The mention of those three bands likely makes the blood of some run cold, but, if you were in junior high in 1979 and discovering music through mostly radio in the Midwest, you knew the songs intimately.

I’ve told of how Styx’ was my first concert. Of course, that post was more of a concert shirt post as opposed to a Styx post.

It was spring, ’83, when Styx announced their Kilroy Was Here tour and a mere thirteen dollars secured me a ticket. I did have to allay the concerns of my mom who had read a newspaper article rehashing the controversy surrounding the band’s song Snowblind – backwards masking on the song had drawn Christian wing nuts out to declare the song and band Satanic.

My mom, while not overly religious, frowned on Satanism.

(more importantly, wrap your head around Styx, the band that brought us Babe, being thought by some to be in league with the devil)

In June, my pyromaniac friend Kurt and I climbed into his older brother’s Ford Fairlaine and headed to The City. As neither Kurt nor I had our licenses, we hitched a ride with his brother and two of his friends.

I seem to recall some tension heading to the show. I think the pyro’s brother got us lost. I feared missing the beginning of the show – no opening act but a fifteen-minute movie setting up the premise of the conceptual piece that was the Kilroy Was Here album.

(there simply would be no following the intricate plotline)

So, I was introduced to the magic of live music by Styx on their Kilroy Was Here tour, one of the most ridiculed musical spectacles of the ‘80s.

I was there and I did buy the shirt (and I wouldn’t be too surprised if I still have it buried somewhere). I don’t even truly remember it aside from the movie.

(I far better remember seeing Rush at my next concert)

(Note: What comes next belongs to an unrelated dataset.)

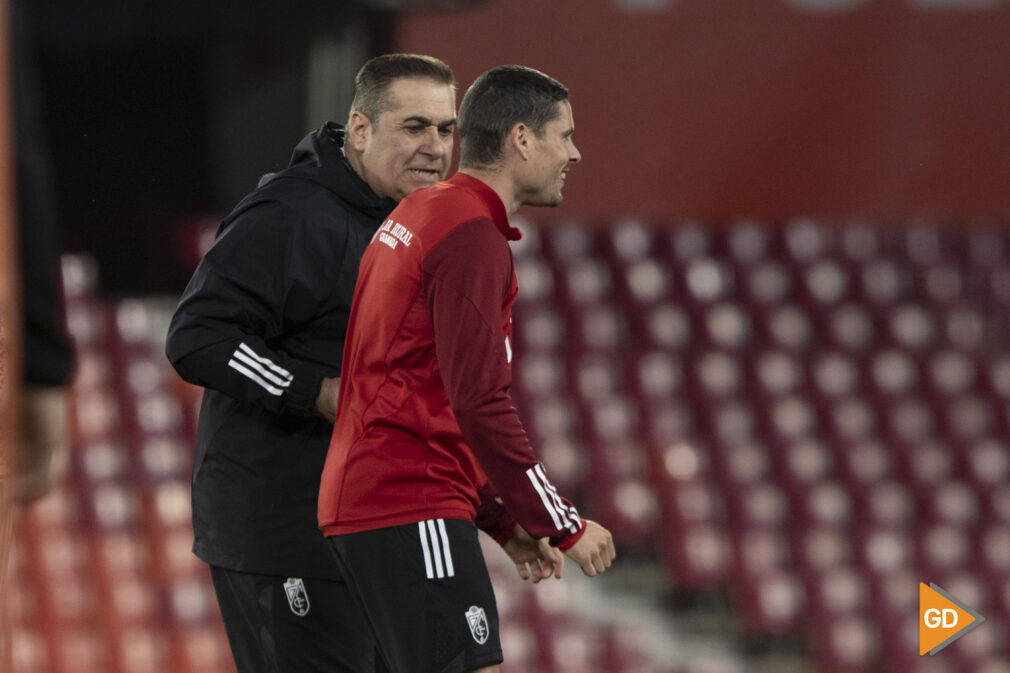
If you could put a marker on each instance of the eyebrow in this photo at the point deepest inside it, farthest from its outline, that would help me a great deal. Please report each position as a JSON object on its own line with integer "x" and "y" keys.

Fifteen years later, Styx lead singer Dennis DeYoung was shopping in a record store where I worked. I told him the tale.

He was dressed like someone’s father. I had hair down to the middle of my back and several nose rings.

It was slightly surreal.

Here are some songs I’m sure I was hoping to hear at that show (and, aside from, Mr. Roboto, don’t remember for sure whether they played them or not)…

Styx – Miss America
from The Grand Illusion

The Grand Illusion was the first Styx album I remember listening to repeatedly. We had The Grand Illusion on eight-track in our locker room when I started playing football in junior high.

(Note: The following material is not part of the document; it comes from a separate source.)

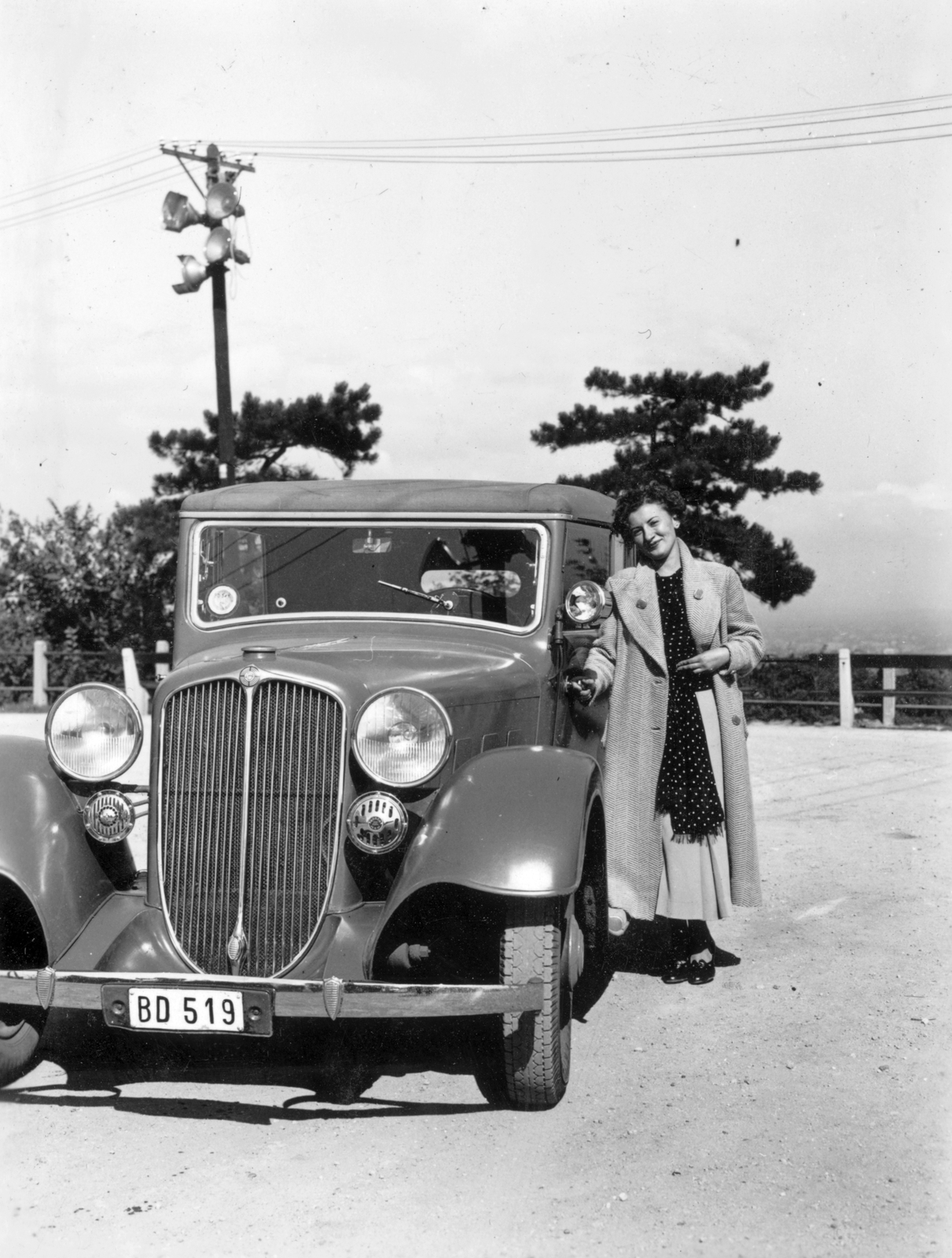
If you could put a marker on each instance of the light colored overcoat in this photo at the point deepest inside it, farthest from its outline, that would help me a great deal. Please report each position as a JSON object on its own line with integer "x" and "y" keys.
{"x": 628, "y": 658}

Guitarist James Young growling Miss America rocked suitably and had a message. At twelve or thirteen, it made me feel like an intellectual.

(it’s deep, man)

Styx – Renegade
from Pieces Of Eight

Renegade was more straightforward. The only meaning to the song was of a desperado on the lam which was exotic as we merely had older, high school guys smoking cigarettes and cruising in Camaros in my hometown.

I actually met Tommy Shaw, who sang lead on Renegade, backstage, after seeing Styx again when I was older. Like Dennis DeYoung, Shaw seemed like a gracious, affable fellow. I feel kind of bad because I interrupted our conversation. I noticed a girl with a broken foot. I knew her from hanging out at a coffee shop and thought her to be quite fetching.

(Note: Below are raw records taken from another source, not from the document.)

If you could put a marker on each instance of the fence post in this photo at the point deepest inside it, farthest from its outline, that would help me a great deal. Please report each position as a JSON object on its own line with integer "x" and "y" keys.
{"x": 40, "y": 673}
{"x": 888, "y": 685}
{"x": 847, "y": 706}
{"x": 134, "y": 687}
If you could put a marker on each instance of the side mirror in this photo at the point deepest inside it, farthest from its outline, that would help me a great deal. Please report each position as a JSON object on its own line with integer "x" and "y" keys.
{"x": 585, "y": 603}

Adios, Tommy. Hello fetching, broken-footed, coffee-shop girl.

(of course, I would have understood had he done the same)

Styx – Half-Penny, Two-Penny
from Paradise Theater

Paradise Theater was one of the first cassettes I ever owned (I pretty much skipped right past vinyl as a kid) and I played it to the breaking point. Sure, I bought it for the hits I’d heard – The Best Of Times and Too Much Time On My Hands – but I’d repeatedly listen start to finish.

Half-Penny, Two-Penny was near the end of side two and, though I was initially unfamiliar with it, it soon became a favorite.

Styx – Mr. Roboto
from Kilroy Was Here

I suppose Styx was never a hip listening choice and, at the time, Mr. Roboto puzzled even the fans (or perhaps it pained listeners to know that we would soon be under the thumbs of our Japanese overlords).

Then, the song’s use in some television commercials in recent years (and the realization that we would actually end up under the thumbs of Chinese overlords) gave the song a bit of cachet.

As for me, it was Mr. Roboto’s creepy plasticized countenance leered out from the front of the shirt I bought at the show.